A coalition of industry associations, including the Associated Builders and Contractors (ABC) and Associated General Contractors (AGC), along with the U.S. Chamber of Commerce, sent a letter to Trump last week requesting he rescind Obama’s Executive Order 13502. The order encourages federal agencies to require PLAs on federal construction projects that exceed $25 million in total value.

In the letter, the coalition claims the policy “discourages competition and results in delays, waste and favoritism during the procurement of taxpayer-funded construction projects.”

“As you know from your extensive real estate and construction experience, a PLA is a collective bargaining agreement unique to the construction industry that typically requires companies to agree to recognize unions as the representatives of their employees on that job, use the union hiring hall to obtain workers, follow union work rules and pay into union benefit and multi-employer pension plans that nonunion employees will be unlikely to access,” the group writes. “This forces employers to pay ‘double benefits’ into existing plans and union plans and places firms opposed to these costly provisions at a significant competitive disadvantage. In addition, PLAs typically force construction workers to pay union dues or join a union if they want to receive union benefits and work on a PLA project.”

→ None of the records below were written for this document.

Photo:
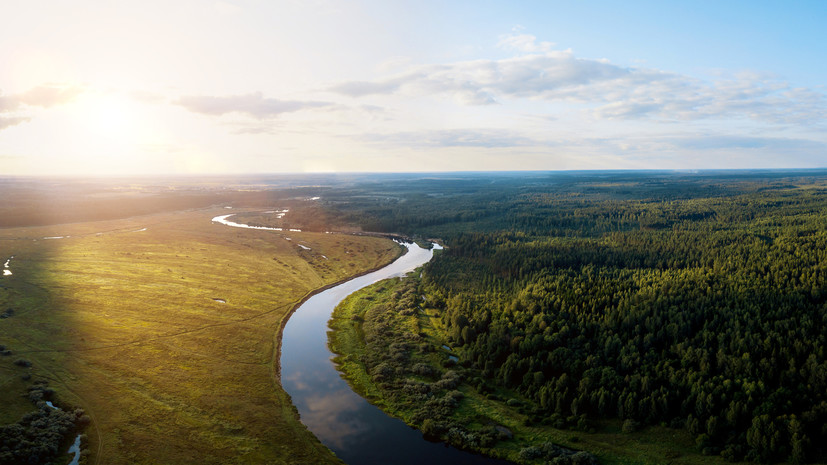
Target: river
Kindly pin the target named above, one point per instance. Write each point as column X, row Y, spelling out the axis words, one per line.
column 356, row 431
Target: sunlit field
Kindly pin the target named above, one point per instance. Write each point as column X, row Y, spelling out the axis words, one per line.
column 165, row 329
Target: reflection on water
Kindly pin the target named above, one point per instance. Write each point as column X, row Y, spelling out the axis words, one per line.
column 355, row 430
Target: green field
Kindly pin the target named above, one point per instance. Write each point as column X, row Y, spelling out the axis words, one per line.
column 122, row 321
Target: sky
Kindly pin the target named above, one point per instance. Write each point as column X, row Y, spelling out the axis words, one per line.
column 116, row 87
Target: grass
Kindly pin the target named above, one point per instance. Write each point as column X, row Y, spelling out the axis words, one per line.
column 123, row 323
column 351, row 338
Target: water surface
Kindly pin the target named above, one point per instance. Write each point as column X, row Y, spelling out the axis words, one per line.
column 358, row 432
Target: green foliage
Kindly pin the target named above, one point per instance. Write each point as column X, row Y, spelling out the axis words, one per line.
column 649, row 298
column 40, row 436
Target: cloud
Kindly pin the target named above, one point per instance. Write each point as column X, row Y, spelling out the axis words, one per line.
column 13, row 107
column 779, row 144
column 49, row 95
column 603, row 89
column 483, row 138
column 254, row 105
column 6, row 122
column 524, row 43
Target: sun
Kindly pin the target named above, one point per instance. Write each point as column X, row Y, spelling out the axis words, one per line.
column 111, row 116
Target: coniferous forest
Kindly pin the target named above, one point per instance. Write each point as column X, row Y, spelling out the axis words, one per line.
column 698, row 302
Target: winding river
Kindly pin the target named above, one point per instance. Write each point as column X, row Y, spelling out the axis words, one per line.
column 356, row 431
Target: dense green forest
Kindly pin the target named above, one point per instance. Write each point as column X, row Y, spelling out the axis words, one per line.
column 696, row 301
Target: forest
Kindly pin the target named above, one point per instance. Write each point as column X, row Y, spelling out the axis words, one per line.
column 698, row 302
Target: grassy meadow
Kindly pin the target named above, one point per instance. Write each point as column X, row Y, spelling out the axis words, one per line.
column 121, row 318
column 368, row 325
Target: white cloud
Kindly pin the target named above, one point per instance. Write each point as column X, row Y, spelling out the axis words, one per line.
column 606, row 90
column 254, row 105
column 524, row 43
column 14, row 108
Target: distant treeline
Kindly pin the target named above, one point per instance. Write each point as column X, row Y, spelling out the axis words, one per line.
column 698, row 302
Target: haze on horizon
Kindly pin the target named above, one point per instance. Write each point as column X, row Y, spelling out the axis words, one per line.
column 224, row 87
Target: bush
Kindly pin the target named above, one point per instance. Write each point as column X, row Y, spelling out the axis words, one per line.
column 629, row 426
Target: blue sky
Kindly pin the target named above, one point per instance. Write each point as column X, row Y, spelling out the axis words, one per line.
column 254, row 86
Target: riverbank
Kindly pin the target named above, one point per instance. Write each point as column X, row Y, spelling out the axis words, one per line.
column 391, row 351
column 390, row 354
column 126, row 325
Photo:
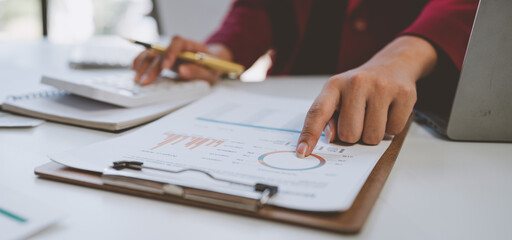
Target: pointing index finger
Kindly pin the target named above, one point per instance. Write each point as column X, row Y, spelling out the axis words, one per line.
column 317, row 117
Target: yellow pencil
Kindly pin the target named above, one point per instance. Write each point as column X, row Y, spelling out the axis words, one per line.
column 233, row 70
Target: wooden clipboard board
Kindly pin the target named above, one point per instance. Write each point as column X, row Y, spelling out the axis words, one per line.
column 350, row 221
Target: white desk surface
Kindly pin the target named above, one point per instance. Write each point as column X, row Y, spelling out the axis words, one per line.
column 438, row 189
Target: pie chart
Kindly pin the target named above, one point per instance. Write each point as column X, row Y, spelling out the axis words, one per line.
column 287, row 160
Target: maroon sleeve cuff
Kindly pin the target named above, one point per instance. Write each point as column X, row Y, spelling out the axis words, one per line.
column 447, row 24
column 245, row 31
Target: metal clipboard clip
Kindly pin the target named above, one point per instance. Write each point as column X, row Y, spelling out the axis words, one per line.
column 242, row 196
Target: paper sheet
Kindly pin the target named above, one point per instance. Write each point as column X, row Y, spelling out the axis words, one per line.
column 10, row 120
column 243, row 137
column 21, row 217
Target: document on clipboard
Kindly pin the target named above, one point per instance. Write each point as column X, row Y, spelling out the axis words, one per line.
column 235, row 144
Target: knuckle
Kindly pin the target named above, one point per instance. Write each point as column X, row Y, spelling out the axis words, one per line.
column 347, row 136
column 371, row 139
column 358, row 81
column 316, row 109
column 394, row 128
column 380, row 84
column 393, row 131
column 307, row 134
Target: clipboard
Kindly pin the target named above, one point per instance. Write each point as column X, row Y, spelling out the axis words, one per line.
column 350, row 221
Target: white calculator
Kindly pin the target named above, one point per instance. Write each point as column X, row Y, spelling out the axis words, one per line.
column 120, row 89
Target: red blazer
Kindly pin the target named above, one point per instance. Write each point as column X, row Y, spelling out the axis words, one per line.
column 367, row 27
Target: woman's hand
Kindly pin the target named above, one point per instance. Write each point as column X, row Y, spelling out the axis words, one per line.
column 150, row 63
column 371, row 100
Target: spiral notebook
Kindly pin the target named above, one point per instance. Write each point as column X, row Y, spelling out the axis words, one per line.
column 60, row 106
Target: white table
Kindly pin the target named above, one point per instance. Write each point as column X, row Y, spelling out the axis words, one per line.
column 438, row 189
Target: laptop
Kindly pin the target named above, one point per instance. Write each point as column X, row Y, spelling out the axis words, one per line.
column 482, row 101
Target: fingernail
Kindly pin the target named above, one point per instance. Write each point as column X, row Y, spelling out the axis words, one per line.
column 327, row 132
column 301, row 150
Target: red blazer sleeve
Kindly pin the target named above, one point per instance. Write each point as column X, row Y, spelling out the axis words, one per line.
column 246, row 31
column 447, row 24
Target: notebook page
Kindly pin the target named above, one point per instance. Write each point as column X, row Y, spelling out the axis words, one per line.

The coalition claims that when mandated by government agencies, “PLAs can interfere with existing union collective bargaining agreements and unfairly discourage competition from nonunion contractors and their employees,” which the group says comprises 86.8 percent of the U.S. private construction workforce, citing Bureau of Labor Statistics data. The coalition adds that PLA mandates increase construction costs between 12 to 18 percent, and that “recent government-mandated PLAs on federal and federally assisted projects have resulted in litigation, reduced competition, increased costs, needless delays and poor local hiring outcomes.”

The associations request the Executive Order is rescinded to “create a level playing field in the procurement of government construction contracts, increase competition, help small businesses grow, curb construction costs and spread the job-creating benefits of federally funded contracts throughout the entire construction industry.”

[Read the full letter here.]

This is one of many issues industry associations are pressing Trump on. Others include the Occupational Safety and Health Administration’s (OSHA) updated silica rule and the Department of Labor’s revised overtime rule, as well as OSHA’s electronic recordkeeping rule and Obama’s Fair Pay and Safe Workplaces Executive Order. AGC lays out these arguments in its 51-page “Make Federal Agencies Responsible Again” plan.